Азарцев включил было еще и Баха, но тот был слишком тревожен для его теперешнего состояния, и, чтобы не совершить какого-нибудь неординарного поступка под влиянием музыки, например, не переколотить все вокруг, включая окна, компьютер и двери, Азарцев решил, что прощание окончено, пересадил всех птиц в две небольшие клетки, поставил клетки в машину и выехал со двора. Охранника он предупредил, что еще в течение трех-четырех дней будет приезжать в клинику только на перевязки.
24
Оля честно старалась диктовать свои ощущения. Вначале она не испытывала ничего особенного, кроме легкого напряжения и подташнивания. Потом ей показалось, будто в голове у нее открылась какая-то потайная дверца, как у шкатулки, из которой выпрыгивает чертик, и в это отверстие стали улетучиваться все обыденные мысли. Саша Дорн, усердно записывающий все, что она говорила, и аккуратно проставляющий время, даже хихикнул, до того ему показалось забавным сравнение с чертиком. Потом Оля подумала, что ее любовь не имеет никакого конкретного отношения ни к ней самой, ни персонально к Дорну, а является частью океана общей мировой любви.

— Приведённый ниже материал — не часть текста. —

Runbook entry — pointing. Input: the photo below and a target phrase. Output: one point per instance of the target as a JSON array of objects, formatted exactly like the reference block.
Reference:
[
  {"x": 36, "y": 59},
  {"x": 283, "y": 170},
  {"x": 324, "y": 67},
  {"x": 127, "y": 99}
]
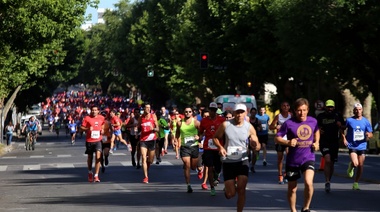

«Ага, появилось абстрактное мышление», — удовлетворенно констатировал Дорн. После этого глаза у Оли сами собой закрылись, и ей очень захотелось спать, как уже было несколько лет назад на каком-то школьном празднике, когда она, поддавшись на провокационные уговоры, выпила слишком много вина. А потом мир, в котором она себя ощущала, перестал быть трехмерным. Ей очень захотелось это описать, но ее губы уже не могли шевелиться. Это было удивительное ощущение. Она перестала осознавать себя человеком, вещью или каким-то предметом. Ничего похожего не было вокруг.
Даже само слово «вокруг» было неуместно, потому что оно подразумевало единицу чего-нибудь, вокруг которой могло бы что-то происходить. Оля больше не была единицей.
«Я в другом измерении. Отвратительно простом и страшном. Это не наш мир!» На этой стадии она могла еще думать. Потом ушли и мысли. Она стала ощущать себя какими-то разноцветными плоскостями, не имеющими объема. Ужасным казалось именно то, что объемы и предметы отсутствовали. Она была всем и ничем. Времени не было также. Не было ни сияющих труб, со смаком описываемых в книгах типа «Жизнь после жизни», не было ни ослепительных ангелов, ни подземных рек, по которым, согласно классикам, следовало переправляться из царства живых в царство мертвых. Само наличие этих рек, пещер и злобного Цербера уже означало бы счастье пребывания в привычном трехмерном мире. В Олином сознании не было ничего. Не было уже и самого сознания. Оно разлетелось на какие-то фрагменты, бессмысленные куски, не похожие ни на сновидения, ни на реальную жизнь, ни на жизнь вообще. Она еще каким-то образом догадалась, что превратилась в Ничто, а потом и это Ничто бесследно исчезло.
25
В тот день к вечеру неожиданно пошел снег. Темный асфальт запорошило, на ветках клена, так хорошо видного из окна Тининой палаты, повисли белые мокрые хлопья. Ашот вернулся из Питера, где пробыл не более нескольких дней, и сразу пришел в больницу.
— Я не поеду в Америку, — с какой-то дурацкой улыбкой юродивого сообщил он Тине, плюхаясь на ее узенькую кровать. Сама Тина стояла у окна и любовалась на снег.
— Почему? — удивилась и обрадовалась она.
— Мне никогда не заработать там столько денег, чтобы каждый год приезжать в Москву и в Питер, — сказал он. — А я не смогу не приезжать. Я вот сейчас ходил по Питеру, ходил по Москве и чувствовал, что все это каким-то образом мое, родное. У меня никогда не возникало такого ощущения в Америке. Вот стоял я на набережной канала возле бывшего дома женщины, к родителям которой обещал заехать. Я смотрел на все вокруг ее глазами и понимал, что заставить человека уехать от такой красоты может только любовь — великая сила. У меня такой силы нет, и поэтому я остаюсь. — Он замолчал. И Тина не проронила ни звука.